In May 2025 several arson attacks occurred against property in north London linked to Keir Starmer, the Prime Minister of the United Kingdom. Two men were found guilty of the attacks and a third was acquitted. The attacks were linked to Direct Action UK, a purported British far-right group that investigations by the Financial Times and BBC News reported was operated from Russia as part of a wider effort to recruit local proxies and inflame social tensions in the UK.

==Attacks==
On 8 May 2025 a Toyota vehicle that had previously been owned by Starmer was set on fire in a street in Kentish Town in north London where Starmer had previously lived. Three days later, a fire occurred at flats in Islington where Starmer had also lived in the past. The third attack occurred the next day, on 12 May, when the front door of a house owned by Starmer in Kentish Town was set alight. Starmer's sister-in-law was living in the property and was at home when the fire occurred.

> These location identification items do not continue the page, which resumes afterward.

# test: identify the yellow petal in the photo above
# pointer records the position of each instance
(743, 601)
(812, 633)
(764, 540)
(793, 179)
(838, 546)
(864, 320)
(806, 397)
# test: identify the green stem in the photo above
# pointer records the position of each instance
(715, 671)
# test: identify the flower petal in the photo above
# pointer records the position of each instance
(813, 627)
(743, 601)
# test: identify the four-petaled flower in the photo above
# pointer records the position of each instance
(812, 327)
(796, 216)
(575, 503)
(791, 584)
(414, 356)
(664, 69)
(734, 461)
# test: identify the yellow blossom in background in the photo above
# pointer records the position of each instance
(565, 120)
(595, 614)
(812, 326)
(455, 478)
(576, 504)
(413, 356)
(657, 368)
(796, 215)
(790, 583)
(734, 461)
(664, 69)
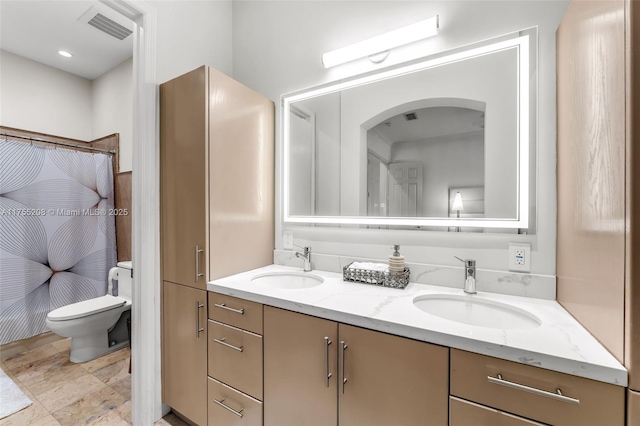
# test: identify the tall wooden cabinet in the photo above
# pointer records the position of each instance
(319, 372)
(217, 213)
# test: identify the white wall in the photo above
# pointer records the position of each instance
(43, 99)
(277, 47)
(449, 162)
(112, 108)
(191, 34)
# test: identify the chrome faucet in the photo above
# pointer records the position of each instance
(306, 255)
(469, 275)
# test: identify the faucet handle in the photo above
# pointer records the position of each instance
(467, 262)
(306, 249)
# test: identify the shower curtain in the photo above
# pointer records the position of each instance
(57, 232)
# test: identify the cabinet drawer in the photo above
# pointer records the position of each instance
(465, 413)
(591, 403)
(236, 312)
(228, 407)
(235, 358)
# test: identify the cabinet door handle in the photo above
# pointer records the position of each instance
(198, 273)
(343, 347)
(198, 328)
(557, 395)
(221, 403)
(223, 343)
(224, 306)
(327, 342)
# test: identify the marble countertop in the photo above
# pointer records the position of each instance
(560, 343)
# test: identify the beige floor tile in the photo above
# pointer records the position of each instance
(106, 360)
(111, 419)
(114, 372)
(123, 387)
(172, 420)
(24, 360)
(124, 411)
(89, 408)
(62, 345)
(29, 416)
(48, 420)
(70, 392)
(45, 375)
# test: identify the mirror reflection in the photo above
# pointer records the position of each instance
(396, 148)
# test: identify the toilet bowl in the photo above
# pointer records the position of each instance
(97, 326)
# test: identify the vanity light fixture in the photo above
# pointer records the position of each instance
(457, 206)
(377, 47)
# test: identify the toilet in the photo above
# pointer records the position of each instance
(97, 326)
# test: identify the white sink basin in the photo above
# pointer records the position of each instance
(289, 280)
(475, 311)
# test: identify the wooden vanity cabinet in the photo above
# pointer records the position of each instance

The attacks were coordinated by an individual using the online alias "EL", or "El Money", who worked as the handler for the three men eventually arrested for the attacks. EL recruited a Ukrainian national, Roman Lavrynovych, on the messaging app Telegram after encountering him on a group for Ukrainians who were seeking work in London. EL offered Lavrynovych Russian citizenship in exchange for conducting the attacks. EL's contact details were saved in Lavrynovych's mobile phone as "EL Money". EL told Lavrynovych to put up posters for a far-right activist group, Direct Action UK, and promised him thousands of pounds in payment, which he never received. Lavrynovych told the court that he carried out the attacks for financial reasons. On 12 May, after the third attack, EL told Lavrynovych to throw away his clothes and that "there is news, you'll get crypto" and "Look, you attacked the home of a very high-ranking person in Britain. I'll send you money, you need to leave the city". Lavrynovych was subsequently arrested on 12 May.

===Suspects and trial===
Three defendants faced trial over the attacks: a Ukrainian national Roman Lavrynovych, a Ukrainian-born Romanian national Stanislav Carpiuc, and Petro Pochynok. They had denied conspiring together or with others to damage property by fire between 1 April and 13 May 2025. The three men all lived in London. On 15 June 2026, after a trial at the Old Bailey, Lavrynovych and Carpiuc were found guilty of conspiring to carry out the attacks.

Lavrynovych was convicted of the count of damaging property by fire being reckless as to whether life was endangered on 11 and 12 May at two north London properties but was acquitted of damaging property by fire with intent to endanger life at the fires. Pochynok was found not guilty of conspiracy to commit arson.

Commander Helen Flanagan, the head of Counter Terrorism Command, said there was no evidence to suggest that the defendants were aware of the identity of their target or that the properties were linked to Starmer and that there they had "no ideological motivation". She said that "clearly the intention from the online tasker was to create fear, both for the victim and the prime minister, and cause uncertainty, unrest, for the UK".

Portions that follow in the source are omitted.